Lower and Upper Voices

Assyrian proverb, in Benjamin R. Foster, Before the Muses: An Anthology of Akkadian Literature, 3rd ed. (Bethesda: CDL Press, 2005), p. 428:
While the backside was breaking wind,
the mouth brought forth babble (?).
This reminds me of some poems in the Greek Anthology (tr. W.R. Paton).

11.241 (by Nicarchus):
Your mouth and your breech, Theodorus, smell the same, so that it would be a famous task for men of science to distinguish them. You ought really to write on a label which is your mouth and which your breech, but now when you speak I think you break wind.

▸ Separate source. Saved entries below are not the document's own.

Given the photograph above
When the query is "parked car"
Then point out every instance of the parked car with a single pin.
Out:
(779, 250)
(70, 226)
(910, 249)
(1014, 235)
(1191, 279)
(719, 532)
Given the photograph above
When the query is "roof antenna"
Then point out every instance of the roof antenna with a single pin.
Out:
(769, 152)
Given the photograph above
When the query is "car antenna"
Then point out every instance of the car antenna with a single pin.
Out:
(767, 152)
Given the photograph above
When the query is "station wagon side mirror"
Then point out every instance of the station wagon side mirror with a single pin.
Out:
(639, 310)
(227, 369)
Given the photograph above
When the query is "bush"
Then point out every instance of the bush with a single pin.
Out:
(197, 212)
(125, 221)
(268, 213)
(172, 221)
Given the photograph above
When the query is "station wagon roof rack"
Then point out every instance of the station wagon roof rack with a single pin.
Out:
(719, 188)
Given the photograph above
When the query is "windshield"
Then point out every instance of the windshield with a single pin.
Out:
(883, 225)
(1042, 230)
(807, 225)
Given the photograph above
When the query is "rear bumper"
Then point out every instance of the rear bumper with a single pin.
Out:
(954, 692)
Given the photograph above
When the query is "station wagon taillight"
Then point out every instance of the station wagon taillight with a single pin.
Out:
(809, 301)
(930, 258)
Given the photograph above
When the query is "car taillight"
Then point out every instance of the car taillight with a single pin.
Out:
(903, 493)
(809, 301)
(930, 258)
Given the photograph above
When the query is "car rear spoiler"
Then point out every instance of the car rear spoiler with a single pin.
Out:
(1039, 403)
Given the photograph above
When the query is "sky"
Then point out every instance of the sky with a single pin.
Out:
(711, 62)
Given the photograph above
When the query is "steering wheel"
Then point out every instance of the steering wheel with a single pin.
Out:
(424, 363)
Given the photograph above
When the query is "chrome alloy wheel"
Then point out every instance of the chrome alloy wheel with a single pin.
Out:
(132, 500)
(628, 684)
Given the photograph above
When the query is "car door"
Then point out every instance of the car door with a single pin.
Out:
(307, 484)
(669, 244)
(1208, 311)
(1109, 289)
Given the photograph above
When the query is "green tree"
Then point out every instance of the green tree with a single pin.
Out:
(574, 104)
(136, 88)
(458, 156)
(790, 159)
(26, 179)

τὸ στόμα χὠ πρωκτὸς, Θεόδωρε, σοῦ ὄζει,
  ὥστε διαγνῶναι τοῖς φυσικοῖς καλὸν ἦν.
ἦ γράψαι σε ἔδει ποῖον στόμα, ποῖον ὁ πρωκτός,
  νῦν δὲ λαλοῦντος σου βδεῖν σ᾽ ἐνόμιζον ἐγώ.
11.242 (by Nicarchus):
I can't tell whether Diodorus is yawning or has broken wind, for he has one breath above and below.

οὐ δύναμαι γνῶναι, πότερον χαίνει Διόδωρος,
  ἢ βδῆσ᾽· ἓν γὰρ ἔχει πνεῦμα κάτω καὶ ἄνω.
11.415 (by Antipater or Nicarchus):
Who, Mentorides, so obviously transferred your breech to the place where your mouth formerly was? For you break wind and do not breathe, and you speak from the lower storey. I wonder how your lower parts became your upper!

τίς σοῦ, Μεντορίδη, προφανῶς οὕτως μετέθηκεν
  τὴν πυγήν, οὗπερ τὸ στόμ᾽ ἔκειτο πρὸ τοῦ;
βδεῖς γάρ, κούκ ἀναπνεῖς, φθέγγῃ δ᾽ ἐκ τῶν καταγείων.
  θαῦμά μ᾽ ἔχει τὰ κάτω πῶς σου ἄνω γέγονεν.